Oil and gas, natural resources, and precious minerals have long been synonymous with Africa, but the continent represents much more than a supply of raw materials to be extracted. In recent years, many international corporates have recognised the value Africa has to offer when it comes to technology and innovation, from its young, tech-savvy population to its ability to leapfrog outdated infrastructure by moving straight to digital, as we have seen with mobile payments solutions such as M-PESA.
As Africa’s population soars in the coming decades, its emerging middle class will grow as well – an audience of consumers who will want and expect the same access to online services and connectivity enjoyed elsewhere in the world. The big players in global tech are already investing to capitalise on this growing audience and demand. On the infrastructure side, in South Africa, Microsoft has opened hyper-scale datacenters with a focus on cloud-based business innovation. Google is currently in the process of branching its Equiano underwater cable to extend connectivity to more countries across the West of Africa, while Facebook is building a 37,000km cable around Africa which aims to deliver almost three times the current subsea network capacity.
And investing in talent is also a key focus. Google’s Grow with Google and Digital Skills for Africa programmes aim to help young people develop skills in areas like data science and cloud computing. Microsoft has launched the Africa Development Center in Kenya and Nigeria which will see local engineering talent using data science, AI, and machine learning to drive innovation in sectors including FinTech and AgriTech. Facebook also has its sights set on Nigeria, with a new office planned to open in Lagos in 2021 to foster home-grown engineering talent and boost the company’s presence across sub-Saharan Africa.

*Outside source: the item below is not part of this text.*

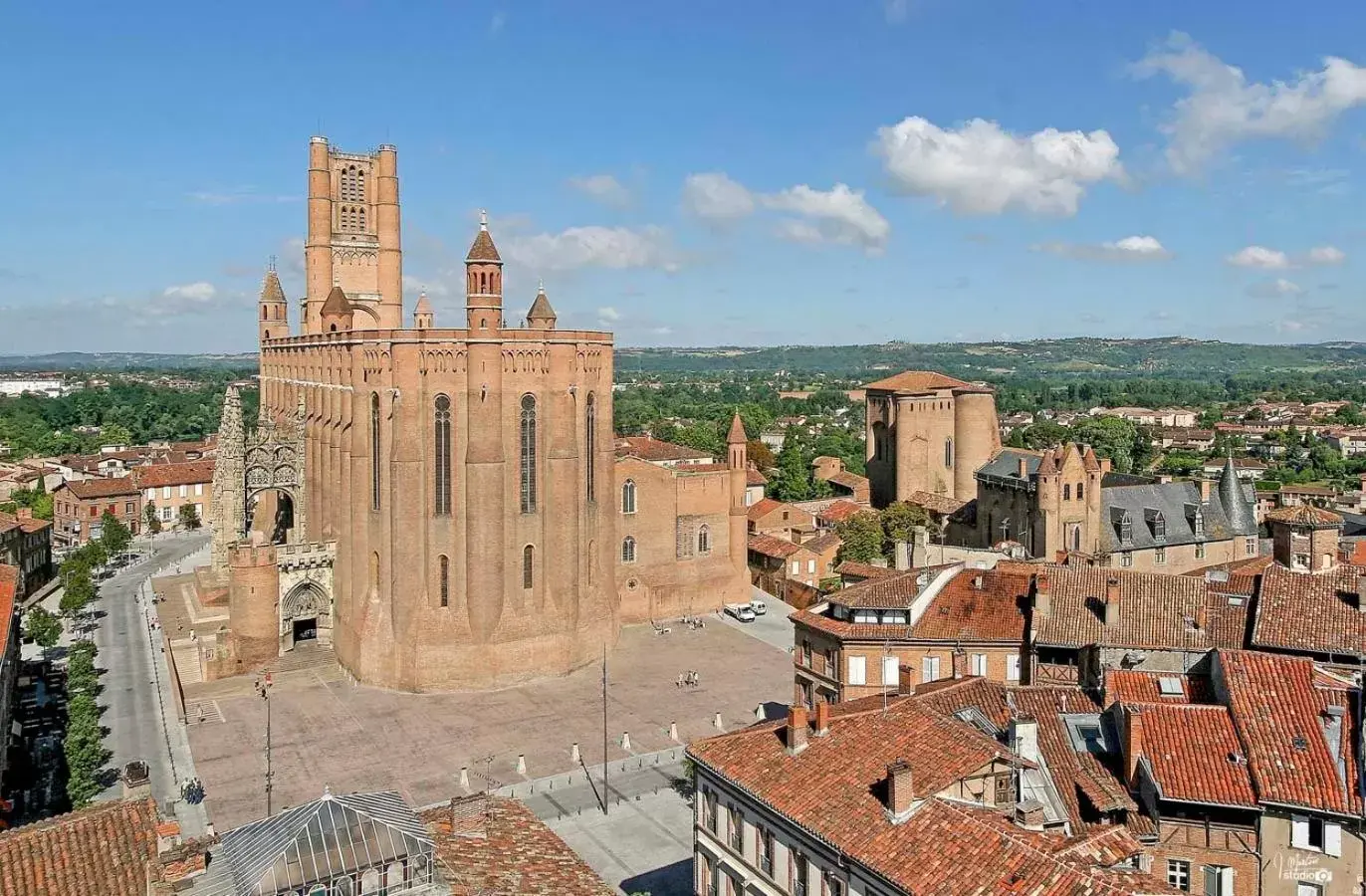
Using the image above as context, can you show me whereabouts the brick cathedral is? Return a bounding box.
[203,136,749,691]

The challenges we have seen in 2020 have demonstrated that companies need to become more resilient and take steps to better insulate themselves against potential shocks. A key part of that is ensuring that supply chains are more robust. The early stages of the coronavirus outbreak brought into sharp relief the need for a tangible alternative to China in particular as a supply base link and Africa is well-positioned to fill that gap, as well as being an area with a growing talent pool that will appeal to investors.
Although the improvements that we hope to see as a result of the AfCFTA and other reforms will not be realised overnight, it is worth noting that it also takes time to diversify a value chain, to establish a pipeline of talent, or to meet the needs of a new audience. If these things converge in the coming years, that may well give investors the reassurance they need to reconsider Africa as a growth market if not for today, then perhaps for the not too distant future.